If Jonah Jones, COO from Acme Dogfood, helps or volunteers at a North Idaho nonprofit, you might volunteer there and establish a connection, LaValley said. “You have an accounting background and you can ask the nonprofit, ‘Do you need accounting assistance?’ ” The payoff can come when Jones discovers your accounting skills, said LaValley.

That’s being strategic, not sneaky, she said.

Diane Nelson, who is president of area recruiting company Humanix, agreed that networking involves full-time effort and creative self-marketing.

“I recommend that when you’re in job-search mode, treat it like a full-time job. You have to focus … on finding people who can help by suggesting leads for you,” Nelson said.

Jaxon Riley, among others, urges people to identify someone holding a key job at a company one would like to work for, and set up an informational or “reverse interview.” This involves using strong personal skills to get a foot inside the door.

When calling that executive, one doesn’t need to talk about job openings, said Riley, a WorkSource employment specialist. Instead, say you want to talk about the company’s industry sector. In the interview ask which skills and steps helped that person get his or her job, she added.

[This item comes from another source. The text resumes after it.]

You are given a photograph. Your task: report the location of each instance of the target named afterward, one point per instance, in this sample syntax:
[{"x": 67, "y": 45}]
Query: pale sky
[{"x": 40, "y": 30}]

The result: The jobseeker has added a person to his or her professional network. From then on the jobseeker can contact that person for tips or suggestions or career leads.

Landing the job you want

Area employment coaches have several guidelines to improve your chances of landing a job:

Customize your resume for the job you’re seeking. Keevy and others say listing jobs chronologically won’t work as well as listing job skills in a bulleted resume list. Try to use words that are the same as those listed in the job requirements, such as “team leader,” if that is the term used, rather than supervisor.

Simplify your resume. LaValley said people throw too much information on some resumes. “You don’t need your address,” she said, because cell phone number and e-mail address are what most employers want to have.

If time gaps appear on your job history, explain them: “Such as ‘cared for ailing parents’ if that explains a time gap,” LaValley said.

Clean it up. Ask an editor to proofread your resume to find errors. “I’m amazed at how many people don’t really proof their resumes,” said Nelson of Humanix. Research the company that will be hiring. Find the top 10 similar companies in the area or region and learn as much as you can. Practice having answers to basic questions, and prepare questions you can ask about the company.

Market yourself. Use personal marketing to distinguish yourself and accent your job skills. If you have a blog or a Facebook page, use that in your resume and communications with recruiters. If a company is looking to hire someone for a design job, send links to work you’ve collected in your online portfolio.

Add skills. Identify job skills that you need to upgrade in order to compete. Riley and others who counsel jobseekers find job candidates who know they need stronger computer skills or help in crafting a strong resume. WorkSource and other area groups offer regular classes that provide such skills.

Be a pro. In the interview don’t get too personal. LaValley strongly cautions against straying into politics, religion or family issues. Plus, be humble.

Dress for success. LaValley also urges dressing “to the nines” for an interview. The candidate’s first encounter with an interviewer sets the tone.

Follow up. Companies differ in their readiness to respond to follow-ups to an interview. Some firms don’t mind frequent callbacks. Others might tell you to wait and let them call you. Riley suggests the once-per-week rule.